Respondents also err when they assert (Vopper Br. 42; Yocum Br. 36) that Congress could achieve its goals by prosecuting wiretappers more vigorously. Congress specifically found that wiretapping is often a clandestine and difficult-to-detect enterprise, U.S. Br. 37-38 & n.12-a conclusion that remains true given the breathtaking technologies through which conversational privacy may now be breached-whereas follow-on uses are easier to detect and redress. Compare Ferber, 458 U.S. at 760 (government may deter the "low-profile, clandestine industry" that produces child pornography by attacking the more "visible apparatus of distribution").11 Respondents' view would permit illegally intercepted communications to be "laundered" and disseminated on a large scale, as happened here. Without individuals (and institutions) willing to participate in that dissemination, wiretappers could rarely achieve such anonymous mass dissemination themselves. See Boehner, 191 F.3d at 471. While Yocum speculates otherwise (Br. 18), he never explains how the unidentified wiretapper who intercepted the conversation here could have disseminated it by himself to tens of thousands of radio listeners in the local community, particularly without increasing the likelihood of apprehension. Nor does it matter that relatively unsophisticated wiretappers-primarily individuals who record a spouse's conversation and try to use it in a divorce proceeding-often make no effort to disguise their conduct. See Vopper Br. 39- 40 & n.25. Congress may address the actions of sophisticated actors as well.

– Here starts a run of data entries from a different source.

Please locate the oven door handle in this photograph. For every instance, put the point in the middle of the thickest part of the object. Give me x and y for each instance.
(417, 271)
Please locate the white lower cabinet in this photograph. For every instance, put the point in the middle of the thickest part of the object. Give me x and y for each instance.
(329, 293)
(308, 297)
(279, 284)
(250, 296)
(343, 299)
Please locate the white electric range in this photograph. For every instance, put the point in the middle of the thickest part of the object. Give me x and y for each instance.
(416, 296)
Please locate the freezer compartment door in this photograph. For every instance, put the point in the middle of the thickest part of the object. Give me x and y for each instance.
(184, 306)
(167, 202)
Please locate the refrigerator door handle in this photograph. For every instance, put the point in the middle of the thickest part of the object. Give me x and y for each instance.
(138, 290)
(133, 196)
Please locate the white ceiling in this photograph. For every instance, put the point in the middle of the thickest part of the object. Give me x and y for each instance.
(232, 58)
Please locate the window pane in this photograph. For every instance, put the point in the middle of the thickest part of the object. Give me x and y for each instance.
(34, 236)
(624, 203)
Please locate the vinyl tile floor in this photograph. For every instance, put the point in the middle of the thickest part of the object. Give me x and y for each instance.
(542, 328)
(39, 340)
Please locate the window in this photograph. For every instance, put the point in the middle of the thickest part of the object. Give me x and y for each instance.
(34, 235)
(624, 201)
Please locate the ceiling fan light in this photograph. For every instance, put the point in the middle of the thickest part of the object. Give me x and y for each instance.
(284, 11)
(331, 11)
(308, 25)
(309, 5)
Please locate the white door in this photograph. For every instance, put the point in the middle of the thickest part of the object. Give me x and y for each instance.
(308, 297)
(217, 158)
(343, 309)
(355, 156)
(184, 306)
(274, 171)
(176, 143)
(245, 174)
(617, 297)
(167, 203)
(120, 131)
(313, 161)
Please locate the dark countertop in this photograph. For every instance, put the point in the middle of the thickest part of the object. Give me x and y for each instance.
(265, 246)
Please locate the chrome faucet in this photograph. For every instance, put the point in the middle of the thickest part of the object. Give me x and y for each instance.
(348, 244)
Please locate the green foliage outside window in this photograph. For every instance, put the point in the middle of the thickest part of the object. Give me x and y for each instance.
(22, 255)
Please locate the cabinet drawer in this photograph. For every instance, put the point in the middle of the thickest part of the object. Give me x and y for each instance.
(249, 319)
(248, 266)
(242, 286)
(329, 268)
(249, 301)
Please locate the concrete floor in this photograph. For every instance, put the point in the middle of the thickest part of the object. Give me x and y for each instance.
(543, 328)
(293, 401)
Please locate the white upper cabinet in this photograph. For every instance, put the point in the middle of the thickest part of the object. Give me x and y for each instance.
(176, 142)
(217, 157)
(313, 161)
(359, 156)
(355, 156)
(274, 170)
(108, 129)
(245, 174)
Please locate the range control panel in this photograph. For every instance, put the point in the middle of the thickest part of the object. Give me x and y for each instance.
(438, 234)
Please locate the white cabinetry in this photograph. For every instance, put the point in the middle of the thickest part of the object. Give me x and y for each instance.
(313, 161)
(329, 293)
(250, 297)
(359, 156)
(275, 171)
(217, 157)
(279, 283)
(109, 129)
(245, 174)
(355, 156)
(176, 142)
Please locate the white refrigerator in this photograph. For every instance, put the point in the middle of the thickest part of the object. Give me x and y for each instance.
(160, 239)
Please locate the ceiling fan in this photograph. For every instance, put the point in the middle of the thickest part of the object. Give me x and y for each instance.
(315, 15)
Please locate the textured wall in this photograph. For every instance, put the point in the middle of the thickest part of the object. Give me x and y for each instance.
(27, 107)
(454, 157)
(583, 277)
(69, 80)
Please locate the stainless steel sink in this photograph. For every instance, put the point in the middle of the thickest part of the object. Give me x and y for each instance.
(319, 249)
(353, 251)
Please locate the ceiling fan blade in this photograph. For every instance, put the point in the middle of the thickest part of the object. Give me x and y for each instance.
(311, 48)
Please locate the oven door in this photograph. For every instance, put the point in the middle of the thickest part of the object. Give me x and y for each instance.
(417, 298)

Finally, noting Congress's desire to make wire and electronic communications as secure as the mails (U.S. Br. 4), respondents argue that Title III's prohibition on use and disclosure is unnecessary. Yocum argues that, because this Nation's mail theft statutes "contain no analogous prohibition" on disclosure, he "lawfully could have disclosed" a "copy of a letter stolen from the mails." Yocum Br. 20; see Vopper Br. 41-42. That assertion is simply incorrect. Common law copyright long has barred the dissemination of stolen letters. See p. 9 & note 6, supra. Respondents thus would have been no less subject to suit for reproducing the entirety of a stolen letter between Bartnicki and Kane than they are for reproducing the entirety of the stolen telephone conversation under Title III. Nor does Title III's use and disclosure prohibition stand "basically alone" (Yocum Br. 15) in American law. The prohibition not only has a venerable antecedent in the common law treatment of private letters, but it also stands alongside more than three dozen state statutes with similar prohibitions, U.S. Br. 37, and the statutes of nations sharing our legal traditions, e.g., Criminal Code, R.S.C. ch. C-46, § 193(1) (Can. 1985); Telecommunications (Interception) Act of 1979, § 63 (Austr.). In any event, any difference between the treatment of mail theft (which requires a physical invasion) and technological incursions into wire and electronic communications (which can be conducted from a remote location, see U.S. Br. 37-38 n.12), is easily explained by the greater difficulty of detecting and prosecuting the latter. See p. 13 & note 11, supra.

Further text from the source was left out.